"It really doesn't matter who I'm facing in this league, when you're at this level everybody can hit." Jason Bulger says this with almost no emotion. There isn't a cocky attitude, there isn't fear, it is a matter of fact, bottom line observation. Make your pitches, or you will pay.
It has been pretty rare that Bulger has not made his pitches. In 49 innings pitched in 2004 Bulger posted a 3.26 ERA splitting time almost equally between (Hi A) Lancaster and (AA) El Paso, while notching 19 saves. As another one of the young arms in the Diamondback's system being groomed as a closer, Bulger knows when he's coming in, and he's comfortable in the 9th.
"Second inning, ninth inning, it really is the same to me. You have to get outs. I got to make a couple starts, I've pitched as a set up guy and I've closed. I guess I'm most comfortable closing because that's what I did in college, but I think pitching in all those different situations is really beneficial."

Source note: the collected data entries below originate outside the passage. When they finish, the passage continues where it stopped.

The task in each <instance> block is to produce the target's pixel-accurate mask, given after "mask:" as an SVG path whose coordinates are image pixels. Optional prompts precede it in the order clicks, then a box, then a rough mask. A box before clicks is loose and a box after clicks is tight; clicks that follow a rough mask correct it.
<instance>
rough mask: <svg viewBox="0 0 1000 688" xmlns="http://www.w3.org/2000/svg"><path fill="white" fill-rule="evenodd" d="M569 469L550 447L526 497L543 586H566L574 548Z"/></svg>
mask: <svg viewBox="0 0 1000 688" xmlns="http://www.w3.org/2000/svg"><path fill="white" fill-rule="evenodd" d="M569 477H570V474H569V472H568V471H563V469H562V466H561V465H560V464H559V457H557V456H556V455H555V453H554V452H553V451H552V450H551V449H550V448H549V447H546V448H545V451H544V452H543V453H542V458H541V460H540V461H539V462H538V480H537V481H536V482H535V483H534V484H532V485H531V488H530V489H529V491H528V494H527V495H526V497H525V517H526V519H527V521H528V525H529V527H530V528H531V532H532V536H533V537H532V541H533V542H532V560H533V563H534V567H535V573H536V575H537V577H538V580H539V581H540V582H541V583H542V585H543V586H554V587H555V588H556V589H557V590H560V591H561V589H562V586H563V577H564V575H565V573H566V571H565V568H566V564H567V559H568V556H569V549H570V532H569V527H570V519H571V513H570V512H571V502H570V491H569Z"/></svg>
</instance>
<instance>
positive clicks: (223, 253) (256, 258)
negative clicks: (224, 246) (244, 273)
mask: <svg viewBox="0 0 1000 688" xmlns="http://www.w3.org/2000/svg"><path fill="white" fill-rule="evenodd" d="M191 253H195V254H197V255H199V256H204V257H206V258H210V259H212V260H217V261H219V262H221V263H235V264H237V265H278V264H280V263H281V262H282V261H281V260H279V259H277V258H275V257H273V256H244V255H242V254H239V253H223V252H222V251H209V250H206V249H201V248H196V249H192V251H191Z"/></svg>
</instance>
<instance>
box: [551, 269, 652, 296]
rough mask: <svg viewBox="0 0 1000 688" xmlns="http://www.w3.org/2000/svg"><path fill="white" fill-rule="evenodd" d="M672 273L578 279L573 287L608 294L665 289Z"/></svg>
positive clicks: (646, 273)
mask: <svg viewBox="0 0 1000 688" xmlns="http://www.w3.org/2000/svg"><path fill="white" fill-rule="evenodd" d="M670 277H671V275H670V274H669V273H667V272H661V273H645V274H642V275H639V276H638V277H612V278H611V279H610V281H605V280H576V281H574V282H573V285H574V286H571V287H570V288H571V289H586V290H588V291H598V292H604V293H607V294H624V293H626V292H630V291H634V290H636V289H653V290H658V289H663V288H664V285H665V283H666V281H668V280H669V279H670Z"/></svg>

Calm, cool and collected. Those are the words most often used to describe Bulger by teammates and coaches. Opposing hitters tend to use a different set of adjectives, many we can't print here, one we can is 'nasty.'
Aware could be another. Bulger knows an invitation to the Arizona Fall League means he's caught the attention of the Diamondbacks, and he knows an invitation to Spring Training is the next step. "I'm looking forward to it," Bulger says of a potential invite in late February. "That's the ultimate test, and it is what I'm working toward."
The invite is almost assured. With so many young arms in the D'Backs bullpen, Bulger is sure to know more than a couple of guys he's working out with. "You see the organization put the trust in these young guys and it really is a testament to the Diamondbacks, and to us." It appears though that Greg Aquino has nailed down the closers spot, and at just 21, Aquino may be there awhile. "That's why I'm happy I've gotten the experience pitching in so many different situations. It just means I can handle any situation they put me in."
For Bulger the real work is now. "I've got to keep working, and I do. The off season is where guys like me can really improve. The coaches down here are always ready to help me, and I take advantage of that. I worked hard all year, I'm working hard down here, and I'll work hard when the Fall League is done in the off season. That's the best way for me to get to the Majors, is just to keep working."